Güneyle başladıktan sonra yön değiştireceğimi pek sanmam; güç olur, kıpırdamamak - yani burda kalıp gitgide içeriye dalmak- en iyisidir.

Kendimi tutup ufak şeylere çalışmaktansa, her şeyi giderek işleri bile daha geniş tutarsam başarı şansım artar sanırım. Bunun için tuvallerin boyunu artıracağım ve cesaretle 30 karelik tuvallere girişeceğim sanıyorum; bu tuvaller burada 4 franka alınıyor, bu da pahalı değil, nakliyesi göz önünde tutulursa.

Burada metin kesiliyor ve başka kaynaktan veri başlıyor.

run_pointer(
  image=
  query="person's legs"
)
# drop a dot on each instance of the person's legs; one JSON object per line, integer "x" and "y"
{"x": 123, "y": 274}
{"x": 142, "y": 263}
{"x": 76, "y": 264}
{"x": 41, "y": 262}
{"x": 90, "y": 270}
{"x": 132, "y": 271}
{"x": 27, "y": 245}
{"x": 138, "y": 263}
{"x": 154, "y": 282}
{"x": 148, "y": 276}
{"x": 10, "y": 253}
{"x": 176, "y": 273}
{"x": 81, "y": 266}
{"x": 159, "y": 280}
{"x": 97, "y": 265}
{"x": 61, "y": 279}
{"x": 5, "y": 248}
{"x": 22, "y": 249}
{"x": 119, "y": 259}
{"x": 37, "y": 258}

Son tablom ötekilerin hepsini öldürüyor, yalnız kahve ibrikleri, fincanlar ve mavi sarı tabaklarla olan bir natürmort tutunabiliyor onun yanında.

Belki desenindendir bu.


İstemeyerek Cézanne'dan gördüklerim aklıma geliyor, çünkü o - Portier'de gördüğümüz Hasat tablosu gibi, Provence'ın sert yanını öylesine belirtmiştir.

Bahara kıyasla her şey bambaşka oldu, ama şimdiden yanık renkler takınan tabiatı böyle de çok seviyorum. Her yerde koyu altın, bronz ve bakır varmış gibi geliyor şimdi ve bu güneşten ısınmış göğün yeşilimsi mavisiyle karışınca, Delacroix'nın kırık tonlarını andıran son derece ahenkli nefis bir renk meydana getiriyor.

Gauguin bize katılmaya razı olursa, bir adım ileriye gitmiş oluruz sanıyorum. Böylece Güneyi değerlendirmiş ressamlar olarak çıkarız ortaya, kimse de bunu kınayamaz. Öbürlerini öldüren tuvalde elde ettiğim renk sağlamlığına varmalıyım.

Vaktiyle Portier'nin anlattığını düşünüyorum: hani ondaki Cézanne'lar yalnız görüldü mü, bir şeye benzemezmiş de, başka tuvallerin yanına kondu mu, yok edermiş onların renklerini.

Bir de Cézanne'lar altın çerçeve içinde iyi dururmuş, diyordu, bu da demek ki çok yüksek perdeden renkleri vardı.

Yani belki, belki de doğru yoldayım ve gözüm buranın renklerini yakalar oldu. Emin olmak için bekleyelim daha.

Bu son tablom atölyenin kırmızı tuğla döşemesine pekâlâ dayanıyor, yani onu yere koyduğum zaman tablonun rengi çok kırmızı olan bu tuğla kırmızısı fon üstünde solmuyor, sönmüyor.

Cézanne'nın Aix çevresinde çalıştığı yerin tabiatı tıpkı buranın tabiatıdır, yani Crau bölgesidir o da.

Tuvalimle eve döndüğüm zaman: «Bak, tam Cézanne babanın tonlarına varmışım ben de!» dersem, şunu demek istiyorum ki, Zola gibi Cézanne da tam bu bölgenin adamı olduğuna göre, buraları için için tanıdığına göre, aynı tonlara varmamız için aynı hesapları yapmış olmamız gerekir. Hoş, yan yana bakılırsa birbirini tutar, ama gene de benzemez.